The formula explained
Rounding to n decimal places uses the rule:
$$\text{Rounded} = \frac{\operatorname{round}\left(\text{Value} \times 10^{\text{Places}}\right)}{10^{\text{Places}}}$$
First the number is scaled up by \(10^{n}\), which shifts the digits you want to keep to the left of the decimal point. The scaled value is then rounded to the nearest whole number using standard half-up rounding. Finally it is divided by \(10^{n}\) to shift the digits back, giving a value with exactly n decimal places.
Worked example
Round 3.14159 to 2 decimal places. With \(n = 2\), the factor is \(10^{2} = 100\). Multiply: $$3.14159 \times 100 = 314.159$$ Round to the nearest integer: \(314\). Divide back: $$314 \div 100 = \mathbf{3.14}$$
Rounding the Same Number to Different Places
The number of decimal places you keep determines how much precision is retained. The table below shows two common constants, \(\pi \approx 3.14159\) and \(e \approx 2.71828\), rounded to 0, 1, 2, 3 and 4 decimal places using \(\operatorname{round}(x \times 10^n)/10^n\). Notice how each result truncates or rounds the next digit: when the following digit is 5 or greater, the kept digit rounds up.

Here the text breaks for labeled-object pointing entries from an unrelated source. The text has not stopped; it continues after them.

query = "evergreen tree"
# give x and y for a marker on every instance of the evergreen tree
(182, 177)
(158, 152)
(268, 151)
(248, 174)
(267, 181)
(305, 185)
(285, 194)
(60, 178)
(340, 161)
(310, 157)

| Places (n) | 3.14159 rounded | 2.71828 rounded |
|---|---|---|
| 0 | 3 | 3 |
| 1 | 3.1 | 2.7 |
| 2 | 3.14 | 2.72 |
| 3 | 3.142 | 2.718 |
| 4 | 3.1416 | 2.7183 |
For \(\pi\) at 3 places, the fourth decimal digit is 5, so 3.1415… rounds up to 3.142. For \(e\) at 4 places, the fifth digit is 8, so 2.71828 rounds up to 2.7183.
FAQ
Which rounding rule is used? Standard arithmetic rounding (round half up), where a trailing 5 rounds the previous digit upward.
Can I round to whole numbers? Yes — set decimal places to 0 and the result is rounded to the nearest integer.
Why might 2.675 round to 2.67 instead of 2.68? Because some decimals cannot be stored exactly in binary floating point, a value like 2.675 may be held internally as slightly less, which can affect the rounded result. This is normal floating-point behavior.